Patricia Arquette Condemns ‘Widespread’ Rape Culture Amid Nate Parker Controversy

Sexual assault “plays out all the time,” Oscar winner tells TheWrap. “How are we going to stop it?”

Patricia Arquette Nate Parker rape culture Equal Rights Amendment

As part of her ongoing campaign for gender equality, Patricia Arquette is shining a spotlight on “widespread” rape in American society that, in her opinion, exposes a broken system.

“Why are states spending money to prosecute kids spray-painting a wall or [holding] a gram of weed, over catching a rapist?” the Oscar-winning actress told TheWrap. “There’s a real deep bias and it goes on throughout our whole judicial system.”

When it comes to “The Birth of a Nation” director Nate Parker, who was acquitted of rape charges 17 years ago when he was a student at Penn State but who has fallen under a new wave of scrutiny, Arquette gave a long sigh before speaking about the case.

“It’s very hard because the film tells a very important story and it needs to be told,” she said, obviously conflicted about the controversy that has resurfaced around the actor-filmmaker, whose Sundance hit tells the true story of Nat Turner, the leader of a slave revolt in 1830s Virginia.
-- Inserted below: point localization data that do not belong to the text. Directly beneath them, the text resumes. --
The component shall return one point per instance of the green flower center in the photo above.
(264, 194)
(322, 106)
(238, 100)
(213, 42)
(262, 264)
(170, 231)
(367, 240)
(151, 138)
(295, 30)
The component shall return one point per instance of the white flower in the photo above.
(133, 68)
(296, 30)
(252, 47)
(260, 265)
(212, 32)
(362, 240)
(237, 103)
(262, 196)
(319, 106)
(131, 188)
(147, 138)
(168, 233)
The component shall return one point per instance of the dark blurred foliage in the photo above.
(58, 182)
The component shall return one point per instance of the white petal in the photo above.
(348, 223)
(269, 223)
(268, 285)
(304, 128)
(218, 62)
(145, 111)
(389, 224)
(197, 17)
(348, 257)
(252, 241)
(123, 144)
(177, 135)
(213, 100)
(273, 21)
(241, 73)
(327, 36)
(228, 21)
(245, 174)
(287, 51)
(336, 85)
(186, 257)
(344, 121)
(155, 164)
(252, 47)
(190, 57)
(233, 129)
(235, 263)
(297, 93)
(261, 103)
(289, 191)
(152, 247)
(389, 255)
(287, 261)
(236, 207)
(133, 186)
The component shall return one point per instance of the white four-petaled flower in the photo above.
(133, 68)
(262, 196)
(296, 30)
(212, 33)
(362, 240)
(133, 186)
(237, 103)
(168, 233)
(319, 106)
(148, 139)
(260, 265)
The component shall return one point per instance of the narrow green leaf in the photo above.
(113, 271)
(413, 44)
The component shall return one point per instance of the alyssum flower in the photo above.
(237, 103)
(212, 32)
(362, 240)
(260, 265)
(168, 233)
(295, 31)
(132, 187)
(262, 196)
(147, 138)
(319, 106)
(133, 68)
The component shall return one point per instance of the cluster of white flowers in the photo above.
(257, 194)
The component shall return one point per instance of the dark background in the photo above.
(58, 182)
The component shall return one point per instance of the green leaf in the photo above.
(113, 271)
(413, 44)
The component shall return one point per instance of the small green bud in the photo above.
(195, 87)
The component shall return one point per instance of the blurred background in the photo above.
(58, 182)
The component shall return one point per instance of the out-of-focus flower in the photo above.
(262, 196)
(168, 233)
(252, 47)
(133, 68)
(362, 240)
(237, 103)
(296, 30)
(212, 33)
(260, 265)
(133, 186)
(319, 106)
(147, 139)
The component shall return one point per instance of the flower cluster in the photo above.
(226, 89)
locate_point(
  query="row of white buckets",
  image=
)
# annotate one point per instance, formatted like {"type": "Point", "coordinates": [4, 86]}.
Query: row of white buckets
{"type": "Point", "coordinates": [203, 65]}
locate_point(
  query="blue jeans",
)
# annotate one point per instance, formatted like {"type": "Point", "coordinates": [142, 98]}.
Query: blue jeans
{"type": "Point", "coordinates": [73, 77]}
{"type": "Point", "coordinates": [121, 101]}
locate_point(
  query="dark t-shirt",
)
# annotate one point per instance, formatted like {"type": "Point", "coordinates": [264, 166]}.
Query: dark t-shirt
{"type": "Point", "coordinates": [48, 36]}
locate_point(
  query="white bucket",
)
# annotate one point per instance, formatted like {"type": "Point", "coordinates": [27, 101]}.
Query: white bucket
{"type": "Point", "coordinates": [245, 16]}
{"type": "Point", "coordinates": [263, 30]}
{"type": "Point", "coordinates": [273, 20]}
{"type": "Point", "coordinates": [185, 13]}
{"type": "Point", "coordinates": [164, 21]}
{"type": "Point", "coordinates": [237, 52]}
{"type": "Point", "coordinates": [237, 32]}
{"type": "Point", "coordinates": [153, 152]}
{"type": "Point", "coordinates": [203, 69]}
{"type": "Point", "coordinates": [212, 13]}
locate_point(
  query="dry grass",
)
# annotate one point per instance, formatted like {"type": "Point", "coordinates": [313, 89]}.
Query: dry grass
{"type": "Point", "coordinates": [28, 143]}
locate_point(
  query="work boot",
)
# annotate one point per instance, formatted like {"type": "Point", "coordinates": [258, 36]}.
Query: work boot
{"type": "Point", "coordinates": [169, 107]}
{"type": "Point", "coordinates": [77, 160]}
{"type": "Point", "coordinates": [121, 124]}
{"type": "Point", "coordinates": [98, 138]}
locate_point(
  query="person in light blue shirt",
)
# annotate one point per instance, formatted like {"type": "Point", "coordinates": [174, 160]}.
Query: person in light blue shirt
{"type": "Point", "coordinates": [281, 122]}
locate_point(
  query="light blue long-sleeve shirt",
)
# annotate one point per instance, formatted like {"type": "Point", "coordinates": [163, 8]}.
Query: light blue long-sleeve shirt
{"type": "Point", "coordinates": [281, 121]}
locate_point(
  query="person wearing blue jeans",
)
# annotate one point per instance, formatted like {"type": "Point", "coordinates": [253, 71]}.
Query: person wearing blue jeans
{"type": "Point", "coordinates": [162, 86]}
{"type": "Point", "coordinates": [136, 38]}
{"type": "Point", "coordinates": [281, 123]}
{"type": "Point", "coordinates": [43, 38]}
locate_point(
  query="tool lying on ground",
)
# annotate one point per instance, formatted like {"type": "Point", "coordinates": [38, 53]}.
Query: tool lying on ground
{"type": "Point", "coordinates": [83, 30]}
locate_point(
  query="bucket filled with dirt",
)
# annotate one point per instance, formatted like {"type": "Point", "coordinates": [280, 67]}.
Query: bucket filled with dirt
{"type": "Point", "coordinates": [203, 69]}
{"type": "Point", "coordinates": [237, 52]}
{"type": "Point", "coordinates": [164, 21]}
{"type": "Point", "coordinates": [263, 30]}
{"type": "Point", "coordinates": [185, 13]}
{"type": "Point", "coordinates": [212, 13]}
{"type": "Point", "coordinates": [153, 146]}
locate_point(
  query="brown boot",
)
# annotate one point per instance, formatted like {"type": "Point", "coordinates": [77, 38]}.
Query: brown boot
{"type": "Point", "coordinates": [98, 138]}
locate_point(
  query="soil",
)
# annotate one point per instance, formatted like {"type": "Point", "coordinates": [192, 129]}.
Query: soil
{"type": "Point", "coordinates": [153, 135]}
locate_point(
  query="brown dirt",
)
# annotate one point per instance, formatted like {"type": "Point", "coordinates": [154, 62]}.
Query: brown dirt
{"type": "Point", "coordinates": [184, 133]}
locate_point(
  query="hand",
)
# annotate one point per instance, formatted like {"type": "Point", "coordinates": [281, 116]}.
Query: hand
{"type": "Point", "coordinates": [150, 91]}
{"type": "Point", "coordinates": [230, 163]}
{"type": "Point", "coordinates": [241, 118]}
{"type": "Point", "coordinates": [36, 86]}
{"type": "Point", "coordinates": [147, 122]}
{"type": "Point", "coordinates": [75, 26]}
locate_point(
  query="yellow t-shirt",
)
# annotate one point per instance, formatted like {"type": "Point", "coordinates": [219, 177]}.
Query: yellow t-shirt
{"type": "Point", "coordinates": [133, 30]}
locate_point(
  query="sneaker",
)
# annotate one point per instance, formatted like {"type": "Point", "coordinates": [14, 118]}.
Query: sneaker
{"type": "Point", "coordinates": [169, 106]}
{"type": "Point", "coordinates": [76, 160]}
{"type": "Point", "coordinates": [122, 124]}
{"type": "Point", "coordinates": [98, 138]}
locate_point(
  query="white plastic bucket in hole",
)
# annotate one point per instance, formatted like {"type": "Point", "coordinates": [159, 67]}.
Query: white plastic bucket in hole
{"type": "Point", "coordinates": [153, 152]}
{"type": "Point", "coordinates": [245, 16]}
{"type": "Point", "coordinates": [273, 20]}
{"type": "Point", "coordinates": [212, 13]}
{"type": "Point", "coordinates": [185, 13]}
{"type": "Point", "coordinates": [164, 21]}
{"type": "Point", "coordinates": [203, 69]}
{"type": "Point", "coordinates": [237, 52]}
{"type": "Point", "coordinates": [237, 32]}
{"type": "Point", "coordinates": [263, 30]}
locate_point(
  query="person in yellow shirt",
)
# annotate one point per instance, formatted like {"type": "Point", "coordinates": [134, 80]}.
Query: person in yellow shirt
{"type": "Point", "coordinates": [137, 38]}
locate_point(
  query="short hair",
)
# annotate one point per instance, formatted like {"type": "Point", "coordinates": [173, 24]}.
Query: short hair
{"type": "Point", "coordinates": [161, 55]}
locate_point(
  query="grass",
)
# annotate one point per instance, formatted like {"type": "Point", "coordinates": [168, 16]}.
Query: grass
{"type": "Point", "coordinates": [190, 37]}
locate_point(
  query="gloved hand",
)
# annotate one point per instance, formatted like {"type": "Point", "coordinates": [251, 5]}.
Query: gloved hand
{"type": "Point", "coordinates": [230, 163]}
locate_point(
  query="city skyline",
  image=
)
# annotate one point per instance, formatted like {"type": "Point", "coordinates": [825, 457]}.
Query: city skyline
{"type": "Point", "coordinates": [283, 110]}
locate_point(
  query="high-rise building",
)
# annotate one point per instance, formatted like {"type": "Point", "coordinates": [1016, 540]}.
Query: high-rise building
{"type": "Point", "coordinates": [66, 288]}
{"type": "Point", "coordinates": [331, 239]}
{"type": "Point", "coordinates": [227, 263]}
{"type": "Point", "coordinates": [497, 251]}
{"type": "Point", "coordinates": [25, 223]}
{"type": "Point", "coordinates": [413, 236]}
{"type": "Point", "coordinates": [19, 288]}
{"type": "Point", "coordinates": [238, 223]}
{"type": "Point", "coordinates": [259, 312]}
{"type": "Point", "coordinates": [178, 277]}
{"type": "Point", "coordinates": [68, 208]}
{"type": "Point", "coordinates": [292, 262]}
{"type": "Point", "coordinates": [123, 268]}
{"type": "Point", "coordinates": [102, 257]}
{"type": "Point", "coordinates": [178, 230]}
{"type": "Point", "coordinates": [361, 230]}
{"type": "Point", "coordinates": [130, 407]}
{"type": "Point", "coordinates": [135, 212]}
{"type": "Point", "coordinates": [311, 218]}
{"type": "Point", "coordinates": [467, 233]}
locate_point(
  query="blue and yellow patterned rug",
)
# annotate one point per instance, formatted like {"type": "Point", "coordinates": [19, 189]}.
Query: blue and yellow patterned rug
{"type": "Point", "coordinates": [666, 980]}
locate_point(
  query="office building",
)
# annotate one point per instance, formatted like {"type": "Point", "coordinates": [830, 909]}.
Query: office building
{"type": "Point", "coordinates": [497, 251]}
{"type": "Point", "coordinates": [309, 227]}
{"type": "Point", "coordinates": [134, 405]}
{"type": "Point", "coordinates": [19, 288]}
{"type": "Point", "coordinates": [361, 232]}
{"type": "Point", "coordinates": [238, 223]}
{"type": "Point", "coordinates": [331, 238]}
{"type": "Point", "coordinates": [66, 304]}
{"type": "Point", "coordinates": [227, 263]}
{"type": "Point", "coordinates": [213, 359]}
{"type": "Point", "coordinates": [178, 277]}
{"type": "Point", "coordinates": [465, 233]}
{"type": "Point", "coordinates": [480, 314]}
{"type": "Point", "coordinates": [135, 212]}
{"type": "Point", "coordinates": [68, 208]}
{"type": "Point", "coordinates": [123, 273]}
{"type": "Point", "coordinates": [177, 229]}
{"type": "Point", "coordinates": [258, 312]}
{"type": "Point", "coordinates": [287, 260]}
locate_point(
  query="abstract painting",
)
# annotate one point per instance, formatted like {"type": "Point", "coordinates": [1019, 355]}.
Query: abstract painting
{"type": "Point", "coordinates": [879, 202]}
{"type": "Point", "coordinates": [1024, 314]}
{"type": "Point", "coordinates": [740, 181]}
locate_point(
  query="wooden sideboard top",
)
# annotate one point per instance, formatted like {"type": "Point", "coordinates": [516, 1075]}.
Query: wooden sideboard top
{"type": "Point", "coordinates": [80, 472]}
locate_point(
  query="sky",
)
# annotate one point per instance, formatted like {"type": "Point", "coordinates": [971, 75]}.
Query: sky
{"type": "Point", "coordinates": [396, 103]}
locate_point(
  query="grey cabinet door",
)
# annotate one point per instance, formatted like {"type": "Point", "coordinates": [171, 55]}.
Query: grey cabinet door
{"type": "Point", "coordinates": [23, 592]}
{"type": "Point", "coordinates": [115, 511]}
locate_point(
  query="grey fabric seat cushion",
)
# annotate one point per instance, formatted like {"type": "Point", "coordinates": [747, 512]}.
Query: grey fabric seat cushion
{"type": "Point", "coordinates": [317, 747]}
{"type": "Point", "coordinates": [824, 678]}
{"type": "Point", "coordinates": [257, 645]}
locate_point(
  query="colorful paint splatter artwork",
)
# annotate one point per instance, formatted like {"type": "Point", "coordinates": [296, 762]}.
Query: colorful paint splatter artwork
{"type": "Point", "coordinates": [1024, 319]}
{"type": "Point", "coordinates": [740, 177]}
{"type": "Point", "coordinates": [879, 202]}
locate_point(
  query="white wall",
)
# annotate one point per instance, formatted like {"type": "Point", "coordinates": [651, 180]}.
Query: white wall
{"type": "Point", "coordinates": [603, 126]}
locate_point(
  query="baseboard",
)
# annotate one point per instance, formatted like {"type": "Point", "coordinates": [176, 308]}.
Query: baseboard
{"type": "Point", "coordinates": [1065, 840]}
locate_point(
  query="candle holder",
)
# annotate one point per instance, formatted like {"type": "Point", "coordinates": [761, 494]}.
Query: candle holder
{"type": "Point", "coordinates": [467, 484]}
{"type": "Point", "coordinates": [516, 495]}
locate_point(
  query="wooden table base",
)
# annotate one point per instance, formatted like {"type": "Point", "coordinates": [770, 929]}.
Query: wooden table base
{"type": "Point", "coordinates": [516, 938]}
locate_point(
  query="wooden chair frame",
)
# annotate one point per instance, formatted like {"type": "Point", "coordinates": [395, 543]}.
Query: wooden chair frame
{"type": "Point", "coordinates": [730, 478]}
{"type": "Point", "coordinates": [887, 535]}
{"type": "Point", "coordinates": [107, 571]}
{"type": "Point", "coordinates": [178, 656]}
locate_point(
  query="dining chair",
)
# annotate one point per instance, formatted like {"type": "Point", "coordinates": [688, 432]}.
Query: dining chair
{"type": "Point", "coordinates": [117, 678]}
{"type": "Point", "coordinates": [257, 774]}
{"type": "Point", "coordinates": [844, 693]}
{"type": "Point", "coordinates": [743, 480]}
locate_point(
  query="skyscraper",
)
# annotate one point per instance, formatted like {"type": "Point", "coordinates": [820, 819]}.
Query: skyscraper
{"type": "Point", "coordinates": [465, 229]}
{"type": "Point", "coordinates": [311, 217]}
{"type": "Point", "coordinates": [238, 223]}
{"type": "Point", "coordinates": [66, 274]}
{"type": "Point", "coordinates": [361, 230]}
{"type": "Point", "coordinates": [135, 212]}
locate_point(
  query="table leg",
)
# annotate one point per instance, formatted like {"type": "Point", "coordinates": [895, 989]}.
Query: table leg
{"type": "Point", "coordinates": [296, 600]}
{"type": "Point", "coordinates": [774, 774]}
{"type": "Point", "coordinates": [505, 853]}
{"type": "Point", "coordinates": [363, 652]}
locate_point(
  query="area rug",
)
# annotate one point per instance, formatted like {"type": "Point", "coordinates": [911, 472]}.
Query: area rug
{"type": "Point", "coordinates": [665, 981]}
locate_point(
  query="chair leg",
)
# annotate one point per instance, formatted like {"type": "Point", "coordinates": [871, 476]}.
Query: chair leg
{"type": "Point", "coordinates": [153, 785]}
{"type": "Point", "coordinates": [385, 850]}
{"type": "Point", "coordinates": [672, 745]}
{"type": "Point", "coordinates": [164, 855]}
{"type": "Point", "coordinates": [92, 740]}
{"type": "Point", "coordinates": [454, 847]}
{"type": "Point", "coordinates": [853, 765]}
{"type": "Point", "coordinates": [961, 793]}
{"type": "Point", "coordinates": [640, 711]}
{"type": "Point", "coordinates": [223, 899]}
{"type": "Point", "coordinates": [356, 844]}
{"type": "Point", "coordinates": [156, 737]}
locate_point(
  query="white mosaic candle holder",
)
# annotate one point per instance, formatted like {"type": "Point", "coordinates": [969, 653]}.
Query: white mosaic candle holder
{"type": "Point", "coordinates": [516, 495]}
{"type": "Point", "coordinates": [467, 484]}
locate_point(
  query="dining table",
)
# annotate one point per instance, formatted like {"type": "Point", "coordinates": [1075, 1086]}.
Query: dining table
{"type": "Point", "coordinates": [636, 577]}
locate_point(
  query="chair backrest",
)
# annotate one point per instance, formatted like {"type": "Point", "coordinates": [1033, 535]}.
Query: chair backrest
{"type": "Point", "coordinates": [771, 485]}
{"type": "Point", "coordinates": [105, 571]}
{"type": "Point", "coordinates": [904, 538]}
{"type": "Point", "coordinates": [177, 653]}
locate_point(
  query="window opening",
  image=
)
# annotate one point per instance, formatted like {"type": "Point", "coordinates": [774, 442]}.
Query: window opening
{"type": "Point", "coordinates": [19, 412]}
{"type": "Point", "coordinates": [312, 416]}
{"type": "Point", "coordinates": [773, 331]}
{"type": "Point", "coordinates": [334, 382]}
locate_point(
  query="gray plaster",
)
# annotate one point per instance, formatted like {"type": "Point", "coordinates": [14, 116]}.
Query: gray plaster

“It’s a very sad story and a horrible story,” she said. “I really just wish something good could come of this. How do we talk to young people going to college, how do we really deal with this in a healing way? I don’t mean the specific situation [with Parker]. This situation [of rape] plays out all the time. How are we going to stop it?”

Arquette executive produced and appears in Kamala Lopez’s women’s rights documentary “Equal Means Equal,” which screens in select cities on Friday in honor of Women’s Equality Day. A section of the film is devoted to rape culture, weak laws that inhibit prosecution of the crime, lax enforcement on sexual assault and college campus rape.

“We’re looking at a country where every single state has thousands of untested rape kits with the genetic material of the rapists,” she said. “Why is that?”

Arquette argued that an Equal Rights Amendment in the U.S. Constitution would help solve many of the issues that American women face.

“It’s not just that women have equal pay issues. There are many areas besides equal pay. If we pass the Equal Rights Amendment we can start challenging these norms, like the norm that only 3 percent of rapists ever spend a day in jail.”

“Every time we get upset about a rapist not getting jail time — that’s the norm. We have to make some very radical changes,” she pressed. “If we had constitutional equal rights ratified with the ERA, then you could take a class-action suit to the high courts and examine why women’s sexual assault and rape is so diminished in our courts across the land.”